Contestó demasiado deprisa. Se le ensombreció el rostro.
– ¿Venía alguna vez?
– A veces.
– Pero ¿no la última?
– Así es.
– ¿Eso lo sorprendió?
– ¿Eso? No, eso -dijo con énfasis- no me sorprendió.
– ¿Y qué lo sorprendió?
Apartó la mirada y se mordió el labio.
– No fue al entierro.
Grace creyó que no lo había oído bien. Bobby Dodd asintió como si le hubiera adivinado el pensamiento.
– Exacto. Su propia esposa.
– ¿Tenían problemas de pareja?
– Si era así, Bob nunca me dijo nada.
– ¿Tenían hijos?
– No. -Se ajustó la corbata y apartó un momento la mirada-. ¿Por qué me pregunta todo esto, señora Lawson?
– Grace, por favor.
Él no contestó.
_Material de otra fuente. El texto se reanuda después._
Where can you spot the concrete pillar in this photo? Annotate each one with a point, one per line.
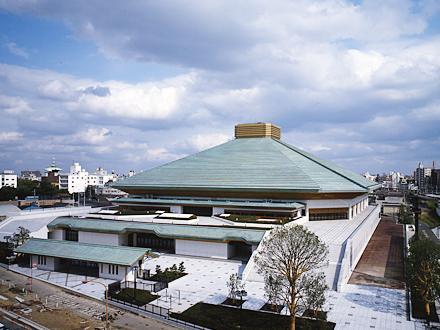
(134, 239)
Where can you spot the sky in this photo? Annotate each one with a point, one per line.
(129, 85)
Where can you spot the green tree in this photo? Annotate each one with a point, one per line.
(234, 285)
(424, 271)
(182, 267)
(20, 236)
(315, 287)
(292, 254)
(7, 193)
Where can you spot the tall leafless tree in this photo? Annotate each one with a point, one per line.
(293, 254)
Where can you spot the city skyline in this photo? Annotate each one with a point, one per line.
(352, 82)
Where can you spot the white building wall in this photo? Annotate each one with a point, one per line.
(354, 205)
(58, 234)
(176, 209)
(218, 210)
(202, 249)
(98, 238)
(112, 272)
(51, 263)
(8, 179)
(123, 240)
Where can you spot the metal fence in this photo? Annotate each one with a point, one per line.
(152, 287)
(157, 310)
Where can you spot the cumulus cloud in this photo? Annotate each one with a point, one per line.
(14, 49)
(10, 136)
(356, 83)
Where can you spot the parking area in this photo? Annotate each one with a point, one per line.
(381, 263)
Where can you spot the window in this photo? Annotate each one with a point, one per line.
(42, 260)
(71, 235)
(328, 214)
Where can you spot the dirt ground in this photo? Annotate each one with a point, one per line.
(57, 309)
(381, 263)
(49, 314)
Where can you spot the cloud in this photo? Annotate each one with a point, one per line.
(356, 83)
(10, 136)
(14, 49)
(93, 135)
(14, 105)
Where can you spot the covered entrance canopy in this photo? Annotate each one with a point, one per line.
(92, 253)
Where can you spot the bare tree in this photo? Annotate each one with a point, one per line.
(234, 285)
(292, 254)
(273, 290)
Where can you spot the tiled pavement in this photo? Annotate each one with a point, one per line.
(358, 307)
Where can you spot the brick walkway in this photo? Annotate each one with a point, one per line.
(381, 263)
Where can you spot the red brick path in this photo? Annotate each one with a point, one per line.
(381, 263)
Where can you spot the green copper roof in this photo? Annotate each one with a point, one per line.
(161, 230)
(212, 202)
(255, 164)
(118, 255)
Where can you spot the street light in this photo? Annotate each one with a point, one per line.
(241, 294)
(106, 298)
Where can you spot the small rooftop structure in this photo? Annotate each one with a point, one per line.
(257, 130)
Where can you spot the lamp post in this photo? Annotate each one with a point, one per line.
(106, 298)
(416, 210)
(241, 294)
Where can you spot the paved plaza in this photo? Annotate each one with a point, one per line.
(359, 306)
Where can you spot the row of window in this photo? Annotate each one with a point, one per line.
(71, 235)
(42, 260)
(112, 269)
(328, 216)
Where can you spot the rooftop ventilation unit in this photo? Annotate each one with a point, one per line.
(257, 130)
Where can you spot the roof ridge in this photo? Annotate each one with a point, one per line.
(319, 162)
(89, 244)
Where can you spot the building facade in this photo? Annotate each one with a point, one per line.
(8, 179)
(78, 179)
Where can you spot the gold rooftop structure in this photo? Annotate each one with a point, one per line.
(257, 130)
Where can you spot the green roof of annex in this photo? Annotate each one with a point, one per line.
(118, 255)
(209, 233)
(250, 164)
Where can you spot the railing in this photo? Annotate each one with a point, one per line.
(150, 308)
(250, 266)
(356, 244)
(152, 287)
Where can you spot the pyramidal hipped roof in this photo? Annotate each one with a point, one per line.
(254, 164)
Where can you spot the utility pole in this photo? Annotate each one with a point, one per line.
(416, 210)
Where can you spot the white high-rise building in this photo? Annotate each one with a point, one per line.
(8, 178)
(78, 179)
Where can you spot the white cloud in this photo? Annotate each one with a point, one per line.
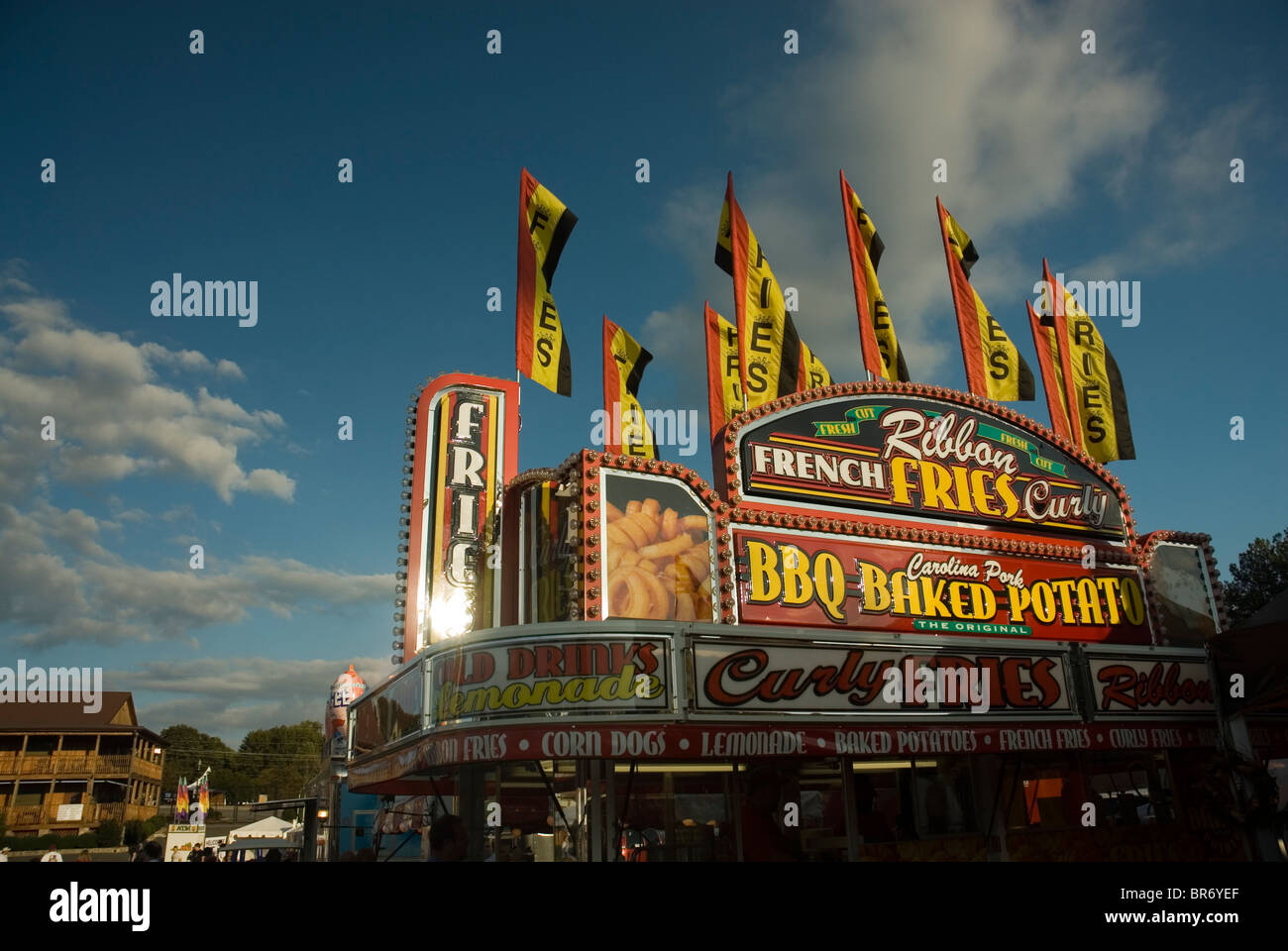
(114, 418)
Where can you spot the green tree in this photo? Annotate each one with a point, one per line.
(282, 758)
(189, 752)
(1260, 575)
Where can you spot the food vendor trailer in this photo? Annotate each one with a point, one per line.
(905, 624)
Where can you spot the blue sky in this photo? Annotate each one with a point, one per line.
(175, 431)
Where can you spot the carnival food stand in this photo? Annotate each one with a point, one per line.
(903, 624)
La miró con unos ojos que transmitían sabiduría y tristeza. Tal vez la respuesta a la frialdad de los ancianos es mucho más sencilla: esos ojos habían visto el mal, y no querían ver más.
– Mi marido ha desaparecido -dijo Grace-. Aunque no estoy segura, creo que los dos casos podrían estar relacionados.
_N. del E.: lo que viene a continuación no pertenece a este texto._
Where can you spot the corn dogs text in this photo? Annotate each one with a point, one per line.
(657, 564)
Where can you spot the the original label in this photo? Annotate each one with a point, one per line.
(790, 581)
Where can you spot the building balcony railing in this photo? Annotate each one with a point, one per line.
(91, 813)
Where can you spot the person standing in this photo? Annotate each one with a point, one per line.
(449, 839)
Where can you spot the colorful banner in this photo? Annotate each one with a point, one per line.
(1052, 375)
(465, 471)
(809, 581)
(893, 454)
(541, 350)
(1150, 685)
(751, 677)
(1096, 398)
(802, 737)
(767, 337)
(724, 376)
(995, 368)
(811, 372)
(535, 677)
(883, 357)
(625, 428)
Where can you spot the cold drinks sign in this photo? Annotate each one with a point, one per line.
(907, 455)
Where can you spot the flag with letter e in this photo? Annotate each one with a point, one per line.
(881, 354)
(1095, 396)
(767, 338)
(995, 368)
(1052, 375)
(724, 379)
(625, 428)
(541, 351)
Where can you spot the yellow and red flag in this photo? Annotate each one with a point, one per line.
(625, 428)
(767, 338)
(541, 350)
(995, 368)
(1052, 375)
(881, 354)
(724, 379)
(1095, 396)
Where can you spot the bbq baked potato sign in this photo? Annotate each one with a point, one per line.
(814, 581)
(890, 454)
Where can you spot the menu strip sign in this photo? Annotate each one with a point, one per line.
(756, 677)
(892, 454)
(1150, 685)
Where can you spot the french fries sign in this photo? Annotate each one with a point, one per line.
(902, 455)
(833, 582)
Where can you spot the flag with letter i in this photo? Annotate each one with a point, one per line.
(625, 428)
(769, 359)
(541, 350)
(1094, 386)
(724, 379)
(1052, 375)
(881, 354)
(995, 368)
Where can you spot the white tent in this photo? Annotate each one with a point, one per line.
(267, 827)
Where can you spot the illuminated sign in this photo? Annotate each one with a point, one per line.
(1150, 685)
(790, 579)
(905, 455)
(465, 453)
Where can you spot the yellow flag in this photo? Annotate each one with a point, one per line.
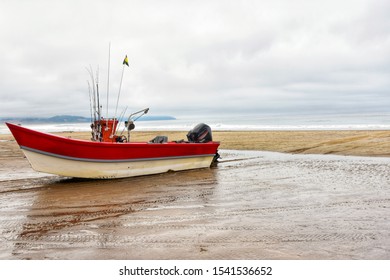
(126, 61)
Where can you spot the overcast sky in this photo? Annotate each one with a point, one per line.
(196, 57)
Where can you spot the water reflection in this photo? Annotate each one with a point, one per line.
(79, 213)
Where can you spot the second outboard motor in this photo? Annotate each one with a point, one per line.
(200, 134)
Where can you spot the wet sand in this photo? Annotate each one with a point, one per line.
(253, 205)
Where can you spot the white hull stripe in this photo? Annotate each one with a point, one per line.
(110, 160)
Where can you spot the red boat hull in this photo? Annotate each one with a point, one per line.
(80, 158)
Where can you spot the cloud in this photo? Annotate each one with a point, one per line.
(190, 57)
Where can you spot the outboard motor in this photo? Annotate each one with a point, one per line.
(200, 134)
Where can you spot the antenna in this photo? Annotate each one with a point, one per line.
(125, 62)
(108, 79)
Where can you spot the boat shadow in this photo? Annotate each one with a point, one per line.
(64, 208)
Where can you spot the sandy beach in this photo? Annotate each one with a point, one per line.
(274, 195)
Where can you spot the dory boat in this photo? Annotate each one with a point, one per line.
(114, 157)
(108, 155)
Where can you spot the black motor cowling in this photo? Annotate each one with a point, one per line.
(200, 134)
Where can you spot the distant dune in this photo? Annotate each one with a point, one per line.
(74, 119)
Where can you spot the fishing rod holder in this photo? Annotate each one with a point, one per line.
(129, 124)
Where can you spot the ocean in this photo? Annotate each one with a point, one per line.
(372, 121)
– ¿Cómo se llama su marido?
– Jack Lawson.
El anciano negó con la cabeza. El nombre no significaba nada para él. Grace le preguntó si tenía un número de teléfono o si sabía cómo ponerse en contacto con Jillian Dodd. Él volvió a negar con la cabeza. Se dirigieron hacia el ascensor. Bobby no sabía el código, así que un camillero los acompañó. Bajaron desde la tercera planta a la primera en silencio.
Cuando llegaron a la puerta, Grace le dio las gracias por el tiempo que le había dedicado.
– Su marido -dijo él-, usted lo quiere, ¿verdad?
– Mucho.
– Espero que sea más fuerte que yo.
A continuación Bobby Dodd se alejó. Grace pensó en la foto con el marco de plata de su habitación, en su Maudie, y salió.